I would say I'm mostly on the same page as you, after having read your explanation.

All I'm saying is there seems to be this notion out there that an interest in the theory and science of photography necessarily precludes artistic vision - and worse, that ignorance of technical matters necessarily makes one a better artist. This kind of thinking is utter nonsense. It is also one of the reasons why there is so much bad technical information out there when it comes to photography.

So I tend to get upset when issues of substance vs technical quality are raised. It is a false dichotomy. A red herring. Substance and technique are not mutually exclusive.
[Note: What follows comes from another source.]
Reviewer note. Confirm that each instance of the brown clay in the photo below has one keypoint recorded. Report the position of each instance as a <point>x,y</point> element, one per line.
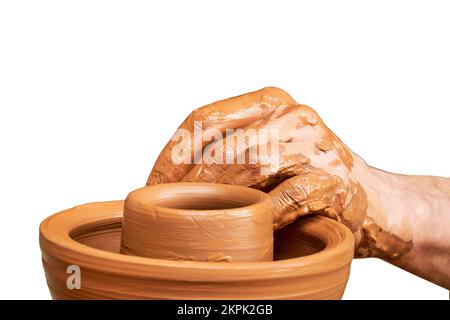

It is perfectly possible for a photographer to be both a creative artist and obsessive about the minutiae of the photographic process.
I think we are very much in agreement. Every year I make the rounds at the large art fairs (Art Basel, The Armory Show, etc) and each year I am more and more amazed by the lack of technique when it comes to photographic print making. People can say whatever they want about the content of Robert Mapplethorpe's work, for example, but his prints were spectacular and on par with Weston, Penn and the like. So yes, content and technique should certainly support one another.

However, there is some truth to those notions, which is why I believe the pedagogy must change. One can get so mired in the technical that they fail to think creatively (or, more correctly stated, they fail to exercise their creative vision and how it fits in to the canon of photography) and one can produce work that has artistic merit while lacking technical skills.

I was originally educated as a classical musician (though my love is jazz). No one would ever hand you a violin and expect you to create art with it, without first spending years, if not decades, mastering the instrument itself. The art, comes out of mastery of craft. At the same time, it is important to expose the student of music to different kinds of music, to force them to practice improvisation (no matter how bad they may be at it at first) and to embrace genres that they might not "get" at first.

I've rambled long enough. Again, to yourself and others, I'm sorry. I'm somewhat new here and still learning the terrain.